ÉCONOMIE SOCIALE
L'économie sociale comme secteur économique
L' approche contemporaine de l'économie sociale considère celle-ci comme un secteur spécifique. C'est une construction d'inspiration française qui se concentre sur l'analyse de l'économie sociale en tant que regroupement d'organisations économiques spécifiques, distinctes à la fois des entreprises capitalistes et des administrations publiques. Pour marquer cette double distinction, dans certains pays ou chez certains auteurs, les expressions « tiers-secteur » ou « troisième secteur » sont également utilisées. Ce type d'approche a donné lieu à plusieurs courants, recouvrant des objets plus ou moins distincts et utilisant des terminologies différentes selon les sensibilités et les contextes juridiques et fiscaux propres à chaque pays : secteur à but non lucratif (nonprofit sector) aux États-Unis, secteur volontaire (voluntary sector) au Royaume-Uni, économie populaire dans les pays d'Amérique latine, économie communautaire au Canada.

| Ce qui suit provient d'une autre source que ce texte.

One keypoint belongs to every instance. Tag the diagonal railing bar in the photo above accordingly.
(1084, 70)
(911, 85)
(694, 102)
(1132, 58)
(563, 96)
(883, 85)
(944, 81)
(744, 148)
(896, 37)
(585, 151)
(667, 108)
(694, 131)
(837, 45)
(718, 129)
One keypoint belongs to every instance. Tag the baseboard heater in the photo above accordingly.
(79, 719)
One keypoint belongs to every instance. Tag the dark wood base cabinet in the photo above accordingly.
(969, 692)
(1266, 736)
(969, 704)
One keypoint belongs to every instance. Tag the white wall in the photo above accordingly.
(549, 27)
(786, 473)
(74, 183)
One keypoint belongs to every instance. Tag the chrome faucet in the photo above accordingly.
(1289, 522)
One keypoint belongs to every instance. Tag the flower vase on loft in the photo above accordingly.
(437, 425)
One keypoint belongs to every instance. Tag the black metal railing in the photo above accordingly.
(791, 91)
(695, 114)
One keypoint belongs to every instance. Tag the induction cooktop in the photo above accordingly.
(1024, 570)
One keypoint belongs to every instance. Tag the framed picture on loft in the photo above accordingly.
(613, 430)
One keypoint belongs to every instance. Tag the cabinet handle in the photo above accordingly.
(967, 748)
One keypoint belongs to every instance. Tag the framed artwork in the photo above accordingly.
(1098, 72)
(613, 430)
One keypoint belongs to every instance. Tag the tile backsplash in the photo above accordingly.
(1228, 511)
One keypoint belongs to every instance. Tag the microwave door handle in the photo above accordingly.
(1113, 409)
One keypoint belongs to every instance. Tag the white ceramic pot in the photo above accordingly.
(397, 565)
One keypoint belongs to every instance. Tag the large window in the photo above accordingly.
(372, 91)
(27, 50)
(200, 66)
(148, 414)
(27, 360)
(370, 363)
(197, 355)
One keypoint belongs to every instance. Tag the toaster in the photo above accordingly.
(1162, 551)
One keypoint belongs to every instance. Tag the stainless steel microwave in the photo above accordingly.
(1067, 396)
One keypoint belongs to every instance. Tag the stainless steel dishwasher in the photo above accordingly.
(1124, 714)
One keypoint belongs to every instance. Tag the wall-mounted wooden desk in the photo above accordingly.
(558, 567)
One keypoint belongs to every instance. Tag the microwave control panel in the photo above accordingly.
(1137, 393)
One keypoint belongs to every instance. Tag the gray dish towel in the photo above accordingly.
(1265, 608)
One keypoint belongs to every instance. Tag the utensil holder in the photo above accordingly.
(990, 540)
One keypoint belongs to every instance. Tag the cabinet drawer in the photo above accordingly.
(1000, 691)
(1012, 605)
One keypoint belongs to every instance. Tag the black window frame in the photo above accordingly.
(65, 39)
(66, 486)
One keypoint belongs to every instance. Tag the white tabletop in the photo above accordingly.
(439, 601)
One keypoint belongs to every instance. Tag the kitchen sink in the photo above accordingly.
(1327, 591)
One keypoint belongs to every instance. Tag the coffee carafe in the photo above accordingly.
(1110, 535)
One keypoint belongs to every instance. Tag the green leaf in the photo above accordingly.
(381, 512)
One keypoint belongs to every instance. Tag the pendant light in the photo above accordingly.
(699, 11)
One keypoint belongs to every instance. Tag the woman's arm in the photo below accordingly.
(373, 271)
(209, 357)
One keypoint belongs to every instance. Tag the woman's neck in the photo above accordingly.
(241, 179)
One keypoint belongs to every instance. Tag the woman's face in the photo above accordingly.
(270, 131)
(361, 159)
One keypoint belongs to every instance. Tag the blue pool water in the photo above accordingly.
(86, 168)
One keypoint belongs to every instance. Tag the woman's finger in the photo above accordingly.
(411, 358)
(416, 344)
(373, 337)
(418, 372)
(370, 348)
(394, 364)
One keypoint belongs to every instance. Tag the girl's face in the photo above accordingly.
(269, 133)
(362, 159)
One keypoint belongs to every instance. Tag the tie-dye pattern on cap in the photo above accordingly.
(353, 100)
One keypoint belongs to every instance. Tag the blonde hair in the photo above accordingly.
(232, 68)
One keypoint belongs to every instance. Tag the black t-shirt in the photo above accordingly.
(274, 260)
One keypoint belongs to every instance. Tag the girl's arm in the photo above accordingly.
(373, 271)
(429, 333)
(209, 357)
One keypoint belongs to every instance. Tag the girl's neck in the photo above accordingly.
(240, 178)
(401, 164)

Le rapport que rédige Charles Gide lors de l'Exposition universelle de 1900 marque déjà une volonté d'identifier un ensemble d'organisations et de pratiques et oriente ainsi l'évolution du vocable économie sociale vers son sens « moderne ». C'est ensuite, en 1935, l'ouvrage de Georges Fauquet sur le secteur coopératif qui donne une formalisation plus théorique à cette orientation. Puis la combinaison de facteurs politiques (l'arrivée au pouvoir des socialistes en France en 1981) et institutionnels (la volonté des organisations elles-mêmes de se rapprocher), à quoi s'ajoute la rencontre entre Henri Desroche et Michel Rocard, fournissent à cette approche la légitimité et la reconnaissance suffisantes pour s'imposer sur le plan légal.
Le constat d'un double échec
L 'analyse de l'entreprise a été presque exclusivement développée en référence au modèle de l'entreprise de capitaux, dont l'objectif ultime est de maximiser son profit et le dividende qu'elle verse à ses actionnaires (modèle de la corporate governance). Pourtant, dès les années 1970, des travaux comme ceux de Burton Weisbrod, Estelle James ou Henry Hansmann ont montré qu'il existait certaines situations dans lesquelles l'entreprise à but non lucratif pouvait apporter une réponse plus satisfaisante que l'entreprise de capitaux traditionnelle ou que l'entreprise publique généralement envisagée comme seule alternative aux situations d'échecs du marché.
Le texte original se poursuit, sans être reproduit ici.